In [59]:
from dionysus import Simplex, Filtration, StaticPersistence, \
vertex_cmp, data_cmp, data_dim_cmp, \
DynamicPersistenceChains
from math import sqrt
We will compute persistent homology of a 2-simplex (triangle) ABC. The filtration is as follows: first the top vertex (C) of the triangle is added, then the rest of vertices (A and B) followed by the the bottom edge (AB), then the rest of the edges (AC and BC) and finally the triangle is filled in (ABC).
In [60]:
scx = [Simplex((2,), 0), # C
Simplex((0,), 1), # A
Simplex((1,), 1), # B
Simplex((0,1), 2), # AB
Simplex((1,2), 3), # BC
Simplex((0,2), 3), # AC
Simplex((0,1,2), 4), # ABC
]
Now the persistent homology is computed.
In [62]:
f = Filtration(scx, data_cmp)
p = DynamicPersistenceChains(f)
p.pair_simplices()
smap = p.make_simplex_map(f)
Now output the computed persistence diagram. For each critical cell that appears in the filtration the time of Birth and Death is given as well as the cell that kills it (its pair). The features that persist forever have Death value set to inf.
In [69]:
print "{:>10}{:>10}{:>10}{:>10}".format("First", "Second", "Birth", "Death")

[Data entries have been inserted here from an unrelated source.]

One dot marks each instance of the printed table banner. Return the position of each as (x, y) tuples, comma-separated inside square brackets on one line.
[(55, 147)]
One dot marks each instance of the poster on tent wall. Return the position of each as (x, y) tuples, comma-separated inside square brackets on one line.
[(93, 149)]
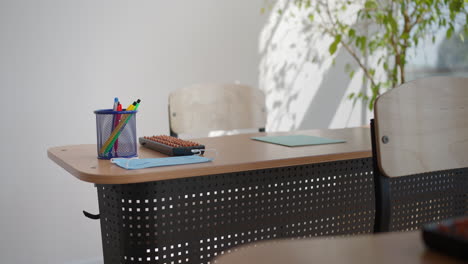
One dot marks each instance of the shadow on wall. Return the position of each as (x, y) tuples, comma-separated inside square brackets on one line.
[(305, 87)]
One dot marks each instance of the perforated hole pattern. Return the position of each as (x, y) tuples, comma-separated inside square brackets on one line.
[(428, 197), (195, 219), (192, 220)]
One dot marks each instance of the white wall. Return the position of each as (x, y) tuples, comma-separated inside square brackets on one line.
[(305, 89), (60, 60)]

for i in (i for i in p if i.sign()):
b = smap[i]
if i.unpaired():
print "{:>10}{:>10}{:>10}{:>10}".format(b, '', b.data, "inf")
else:
d = smap[i.pair()]
print "{:>10}{:>10}{:>10}{:>10}".format(b, d, b.data, d.data)
This concludes our example. For additional information see Dionysus examples, for instance $\alpha$-shapes example (on which one is based on).